If the end of the twentieth century can be characterized by futurism, the twenty-first can be defined by presentism.
The looking forward so prevalent in the 1990s was bound to end once the new millennium began. Like some others of that era, I predicted a new focus on the moment, on real experience, and on what things are actually worth right now.

… But is quick to point out the many negatives that comes with such a worldview, chief among them the distraction this type of life causes:

We tend to exist in a distracted present, where forces on the periphery are magnified and those immediately before us are ignored. Our ability to create a plan — much less follow through on it — is undermined by our need to be able to improvise our way through any number of external impacts that stand to derail us at any moment. Instead of finding a stable foothold in the here and now, we end up reacting to the ever-presents assault of simultaneous impulses and commands.

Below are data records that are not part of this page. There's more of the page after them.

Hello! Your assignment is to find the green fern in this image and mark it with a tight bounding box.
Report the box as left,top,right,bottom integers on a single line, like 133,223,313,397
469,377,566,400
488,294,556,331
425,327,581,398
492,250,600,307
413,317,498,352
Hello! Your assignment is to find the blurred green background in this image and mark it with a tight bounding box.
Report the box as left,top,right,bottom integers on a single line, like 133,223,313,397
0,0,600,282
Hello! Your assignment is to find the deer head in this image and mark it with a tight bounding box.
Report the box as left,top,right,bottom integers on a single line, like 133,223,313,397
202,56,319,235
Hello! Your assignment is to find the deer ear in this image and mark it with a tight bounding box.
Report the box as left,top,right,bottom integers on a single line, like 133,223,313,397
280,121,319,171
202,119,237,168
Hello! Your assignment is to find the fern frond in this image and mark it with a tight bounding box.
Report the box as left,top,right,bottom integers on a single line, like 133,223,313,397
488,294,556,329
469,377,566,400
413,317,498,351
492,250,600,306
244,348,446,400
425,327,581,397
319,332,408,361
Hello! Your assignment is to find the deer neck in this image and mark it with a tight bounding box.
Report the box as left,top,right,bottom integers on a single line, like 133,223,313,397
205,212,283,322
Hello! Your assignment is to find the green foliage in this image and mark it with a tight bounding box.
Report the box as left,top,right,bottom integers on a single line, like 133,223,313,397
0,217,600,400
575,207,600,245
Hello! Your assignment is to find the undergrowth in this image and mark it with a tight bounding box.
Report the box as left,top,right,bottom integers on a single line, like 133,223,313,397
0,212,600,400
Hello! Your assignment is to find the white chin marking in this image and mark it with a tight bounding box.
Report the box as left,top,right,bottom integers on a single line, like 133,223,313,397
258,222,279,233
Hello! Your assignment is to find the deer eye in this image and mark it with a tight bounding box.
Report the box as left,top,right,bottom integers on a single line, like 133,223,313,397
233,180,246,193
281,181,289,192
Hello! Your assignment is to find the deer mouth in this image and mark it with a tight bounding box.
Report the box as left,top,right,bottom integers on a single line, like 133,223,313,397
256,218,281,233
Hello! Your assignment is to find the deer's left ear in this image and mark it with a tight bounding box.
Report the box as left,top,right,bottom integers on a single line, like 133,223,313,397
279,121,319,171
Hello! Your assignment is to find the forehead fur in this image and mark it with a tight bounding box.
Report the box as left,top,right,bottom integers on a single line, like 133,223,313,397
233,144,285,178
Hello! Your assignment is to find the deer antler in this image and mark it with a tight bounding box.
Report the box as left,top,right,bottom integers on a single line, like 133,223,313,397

A perfect example of the present mentality? A television’s remote control. It used to be that whatever story was being told to us was our only option (as he says later, “The word ‘entertainment’ literally means ‘to hold within,’ or to keep someone in a certain frame of mind. And at least until recently, entertainment did just this…”), but this is no longer the case, and storytelling has shifted because of this new dynamic:

Take note of yourself as you operate a remote control. You don’t click the channel button because you are bored, but because you are mad: Someone you don’t trust is attempting to make you anxious. You understand that it is an advertiser trying to make you feel bad about your hair (or lack of it), your relationship, or your current SSRI medication, and you click away in anger. Or you simply refuse to be dragged still further into a comedy or drama when the protagonist makes just too many poor decisions. Your tolerance for his complications goes down as your ability to escape becomes increasingly easy. And so today’s television viewer moves from show to show, capturing important moment on the fly. Surf away from the science fiction show’s long commercial break to catch the end of the basketball game’s second quarter, make it over to the first important murder on the cop show, and then back to the science fiction show b enforce the aliens show up.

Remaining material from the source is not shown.